A expansão da febre amarela para áreas onde não há
cobertura vacinal e onde se julgava improvável que o vírus poderia se dispersar
é a maior preocupação. Além disso, os especialistas apontam o risco para nova
entrada do vírus nas áreas urbanas, uma vez que o Aedes aegypti é também
transmissor da febre e ocorre em alta densidade nas cidades.
Por
que há hipótese de relação com a tragédia de Mariana? Como isso pode ser
comprovado?
A degradação ambiental é um dos componentes que chamam a
atenção nas áreas de surtos fora da região amazônica; e fora dela, a destruição
dos ecossistemas no Brasil é assustadora. A Bacia do Rio Doce, onde iniciaram
os surtos em Minas Gerais, já é impactada há muitos anos. A tragédia de Mariana
é mais um fato. Assim, os estudos em andamento para avaliação do impacto da
tragédia devem incorporar o monitoramento da saúde silvestre como elemento
fundamental da vigilância da emergência de zoonoses (doenças que são
transmitidas entre animais e humanos) conhecidas e desconhecidas na região. Só
os estudos poderão comprovar.
O
verão contribui para o quadro?
Estudos mostram a relação das chuvas com o aumento da
população de mosquitos, já que ovos, larvas e pupas precisam de água para se
desenvolverem, e temperaturas mais altas são indicativos de maior transmissão
do vírus. Mas é possível que outros parâmetros climáticos também componham esse
quadro.
Qual
a diferença entre os vírus silvestre e o urbano da febre amarela? E seus
vetores?
Alguns tipos de vírus de febre amarela circulam no Brasil e
variam de acordo com a região e também com a entrada de tipos originários dos
outros países da América do Sul, mas não circulam nas cidades brasileiras. No
Brasil, os vetores do vírus da febre são mosquitos de algumas espécies dos
gêneros Haemagogus e Sabethes que têm preferência por sangue de macacos, mas
usam sangue humano como segunda opção.
O
Rio deve entrar em alerta? E as demais regiões do país?
Como o vírus vem se dispersando por regiões onde não havia
essa previsão, parece responsável que todos os estados mantenham suas equipes
atentas, monitorando a morte de macacos, e prontas para atuação se necessário.
A
vacinação é indicada e disponível a todos? Repelentes são eficientes?

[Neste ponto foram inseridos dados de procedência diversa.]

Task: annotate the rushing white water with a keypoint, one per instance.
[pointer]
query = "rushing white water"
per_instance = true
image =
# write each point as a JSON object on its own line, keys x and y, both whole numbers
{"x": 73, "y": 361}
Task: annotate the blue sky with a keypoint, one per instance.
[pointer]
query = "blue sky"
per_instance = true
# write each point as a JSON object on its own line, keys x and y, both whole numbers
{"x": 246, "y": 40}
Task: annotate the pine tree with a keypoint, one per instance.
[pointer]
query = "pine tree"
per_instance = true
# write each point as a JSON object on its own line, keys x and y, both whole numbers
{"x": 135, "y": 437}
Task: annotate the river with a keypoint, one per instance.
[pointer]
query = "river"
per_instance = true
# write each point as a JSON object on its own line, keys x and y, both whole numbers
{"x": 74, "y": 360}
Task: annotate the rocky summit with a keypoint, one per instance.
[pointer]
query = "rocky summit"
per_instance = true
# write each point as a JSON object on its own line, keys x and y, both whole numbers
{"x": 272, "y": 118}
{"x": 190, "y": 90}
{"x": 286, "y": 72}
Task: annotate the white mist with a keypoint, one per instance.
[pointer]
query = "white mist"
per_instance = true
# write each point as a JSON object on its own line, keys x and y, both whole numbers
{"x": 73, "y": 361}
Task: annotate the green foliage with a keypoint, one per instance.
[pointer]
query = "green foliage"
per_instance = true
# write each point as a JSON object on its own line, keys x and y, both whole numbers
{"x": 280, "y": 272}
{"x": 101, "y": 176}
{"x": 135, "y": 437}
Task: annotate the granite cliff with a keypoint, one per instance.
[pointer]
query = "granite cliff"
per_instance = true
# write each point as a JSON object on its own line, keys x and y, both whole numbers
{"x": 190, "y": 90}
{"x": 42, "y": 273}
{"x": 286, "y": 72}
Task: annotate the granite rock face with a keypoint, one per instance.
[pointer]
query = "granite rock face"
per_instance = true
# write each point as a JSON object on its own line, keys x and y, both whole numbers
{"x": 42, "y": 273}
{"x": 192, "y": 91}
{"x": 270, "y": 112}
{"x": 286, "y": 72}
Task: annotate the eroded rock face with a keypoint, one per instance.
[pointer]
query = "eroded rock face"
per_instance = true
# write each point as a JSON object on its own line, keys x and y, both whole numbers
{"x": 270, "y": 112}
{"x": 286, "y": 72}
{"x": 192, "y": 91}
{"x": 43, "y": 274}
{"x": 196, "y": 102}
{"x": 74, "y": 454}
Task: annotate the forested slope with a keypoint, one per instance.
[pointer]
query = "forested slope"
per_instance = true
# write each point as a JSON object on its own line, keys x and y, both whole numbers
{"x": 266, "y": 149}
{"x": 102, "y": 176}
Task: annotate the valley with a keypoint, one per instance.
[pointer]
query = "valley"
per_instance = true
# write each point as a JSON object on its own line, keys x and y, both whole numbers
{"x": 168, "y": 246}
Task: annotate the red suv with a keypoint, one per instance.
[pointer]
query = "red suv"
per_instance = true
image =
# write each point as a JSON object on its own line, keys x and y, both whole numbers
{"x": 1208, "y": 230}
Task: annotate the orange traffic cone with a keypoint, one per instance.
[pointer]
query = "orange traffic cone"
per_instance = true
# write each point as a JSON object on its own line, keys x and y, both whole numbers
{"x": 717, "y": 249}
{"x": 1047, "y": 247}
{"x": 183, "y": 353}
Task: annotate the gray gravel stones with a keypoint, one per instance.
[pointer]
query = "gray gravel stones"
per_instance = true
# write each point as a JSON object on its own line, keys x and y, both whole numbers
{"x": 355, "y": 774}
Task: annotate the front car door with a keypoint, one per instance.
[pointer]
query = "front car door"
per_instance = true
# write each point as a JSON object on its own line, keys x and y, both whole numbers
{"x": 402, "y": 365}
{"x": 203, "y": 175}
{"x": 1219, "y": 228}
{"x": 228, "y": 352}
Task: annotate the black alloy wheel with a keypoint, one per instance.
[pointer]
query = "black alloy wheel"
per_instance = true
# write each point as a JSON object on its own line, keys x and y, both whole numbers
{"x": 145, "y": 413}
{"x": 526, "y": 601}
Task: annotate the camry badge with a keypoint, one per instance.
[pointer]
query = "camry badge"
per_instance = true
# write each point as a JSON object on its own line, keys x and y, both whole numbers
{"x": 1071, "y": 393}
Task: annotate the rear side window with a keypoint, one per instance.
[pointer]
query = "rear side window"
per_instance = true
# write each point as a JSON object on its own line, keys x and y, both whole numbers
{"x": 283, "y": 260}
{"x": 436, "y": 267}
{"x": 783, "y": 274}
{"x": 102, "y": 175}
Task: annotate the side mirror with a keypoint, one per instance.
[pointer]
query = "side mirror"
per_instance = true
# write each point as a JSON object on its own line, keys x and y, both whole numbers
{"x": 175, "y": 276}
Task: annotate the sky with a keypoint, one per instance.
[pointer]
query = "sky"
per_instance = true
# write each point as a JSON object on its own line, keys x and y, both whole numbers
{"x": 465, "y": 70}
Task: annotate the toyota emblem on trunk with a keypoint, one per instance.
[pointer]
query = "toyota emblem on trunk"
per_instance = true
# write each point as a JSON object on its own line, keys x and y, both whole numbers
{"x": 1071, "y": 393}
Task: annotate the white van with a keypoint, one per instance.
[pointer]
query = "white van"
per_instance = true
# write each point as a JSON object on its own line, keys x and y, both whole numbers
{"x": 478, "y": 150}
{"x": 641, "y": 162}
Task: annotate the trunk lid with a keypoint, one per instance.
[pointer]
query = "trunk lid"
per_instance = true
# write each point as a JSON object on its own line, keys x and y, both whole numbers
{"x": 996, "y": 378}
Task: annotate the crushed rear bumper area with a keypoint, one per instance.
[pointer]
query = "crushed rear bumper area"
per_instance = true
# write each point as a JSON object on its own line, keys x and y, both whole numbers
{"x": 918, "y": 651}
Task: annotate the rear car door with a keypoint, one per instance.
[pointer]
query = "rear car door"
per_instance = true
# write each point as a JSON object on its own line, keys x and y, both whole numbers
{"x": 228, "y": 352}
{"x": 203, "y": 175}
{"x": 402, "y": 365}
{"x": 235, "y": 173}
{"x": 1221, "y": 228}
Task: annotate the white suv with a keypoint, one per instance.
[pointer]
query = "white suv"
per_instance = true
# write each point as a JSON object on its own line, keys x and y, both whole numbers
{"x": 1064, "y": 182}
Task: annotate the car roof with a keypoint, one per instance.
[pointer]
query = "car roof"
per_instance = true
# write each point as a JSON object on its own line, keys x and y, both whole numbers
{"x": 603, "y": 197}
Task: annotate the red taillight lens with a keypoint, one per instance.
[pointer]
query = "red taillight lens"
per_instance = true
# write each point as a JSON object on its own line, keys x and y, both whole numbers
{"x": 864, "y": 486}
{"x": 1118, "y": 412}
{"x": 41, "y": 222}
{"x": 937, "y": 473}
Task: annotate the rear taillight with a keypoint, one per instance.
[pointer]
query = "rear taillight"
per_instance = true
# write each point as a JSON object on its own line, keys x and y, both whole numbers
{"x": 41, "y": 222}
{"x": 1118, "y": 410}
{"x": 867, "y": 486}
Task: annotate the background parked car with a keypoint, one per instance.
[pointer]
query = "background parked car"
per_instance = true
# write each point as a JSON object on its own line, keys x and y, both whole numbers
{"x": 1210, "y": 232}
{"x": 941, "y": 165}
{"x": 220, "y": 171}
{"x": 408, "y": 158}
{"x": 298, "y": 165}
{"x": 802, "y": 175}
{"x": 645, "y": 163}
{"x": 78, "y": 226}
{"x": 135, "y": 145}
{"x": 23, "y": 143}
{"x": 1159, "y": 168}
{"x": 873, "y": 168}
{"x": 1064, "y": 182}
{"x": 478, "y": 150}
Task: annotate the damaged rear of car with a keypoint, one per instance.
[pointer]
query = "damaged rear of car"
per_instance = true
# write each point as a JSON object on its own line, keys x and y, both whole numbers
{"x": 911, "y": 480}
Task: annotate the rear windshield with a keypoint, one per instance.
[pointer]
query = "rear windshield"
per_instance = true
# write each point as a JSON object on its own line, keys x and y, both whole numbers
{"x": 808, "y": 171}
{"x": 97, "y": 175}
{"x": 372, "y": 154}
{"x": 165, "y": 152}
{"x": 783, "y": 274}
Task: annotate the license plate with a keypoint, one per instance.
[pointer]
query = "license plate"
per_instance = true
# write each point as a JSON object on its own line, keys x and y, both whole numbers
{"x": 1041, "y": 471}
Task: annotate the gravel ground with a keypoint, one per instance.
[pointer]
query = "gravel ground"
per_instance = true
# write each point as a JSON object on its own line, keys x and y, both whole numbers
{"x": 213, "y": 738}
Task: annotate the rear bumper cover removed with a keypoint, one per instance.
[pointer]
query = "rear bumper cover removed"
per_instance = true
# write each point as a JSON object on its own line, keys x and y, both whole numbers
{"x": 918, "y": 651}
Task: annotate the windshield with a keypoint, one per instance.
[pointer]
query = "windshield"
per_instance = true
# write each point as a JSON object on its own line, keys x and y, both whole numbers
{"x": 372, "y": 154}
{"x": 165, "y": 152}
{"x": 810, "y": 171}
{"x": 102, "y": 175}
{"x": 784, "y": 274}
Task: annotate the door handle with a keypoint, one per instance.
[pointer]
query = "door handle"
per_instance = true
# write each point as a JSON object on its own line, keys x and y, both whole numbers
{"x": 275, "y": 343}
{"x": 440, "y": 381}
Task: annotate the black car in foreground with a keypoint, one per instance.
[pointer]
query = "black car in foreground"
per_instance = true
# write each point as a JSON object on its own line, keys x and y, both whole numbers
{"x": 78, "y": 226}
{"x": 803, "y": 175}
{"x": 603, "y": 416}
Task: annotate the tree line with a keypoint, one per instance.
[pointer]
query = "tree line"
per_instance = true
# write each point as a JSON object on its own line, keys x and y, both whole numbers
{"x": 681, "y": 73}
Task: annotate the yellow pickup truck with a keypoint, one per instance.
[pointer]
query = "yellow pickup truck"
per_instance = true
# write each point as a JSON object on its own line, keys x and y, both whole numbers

A vacinação é o meio mais eficaz e permanente e, por isso,
pessoas que vivem nas áreas endêmicas, nas áreas rurais próximas a florestas,
pessoas que usam as florestas como ambiente de trabalho (ecoturismo,
extrativistas e outros) devem estar vacinadas. Viajantes para áreas endêmicas
ou vindos dessas áreas também devem estar vacinados. Repelentes podem ser
utilizados por pessoas não vacinadas, mas nem sempre são eficientes a todas as
espécies de mosquitos e por tempo prolongado.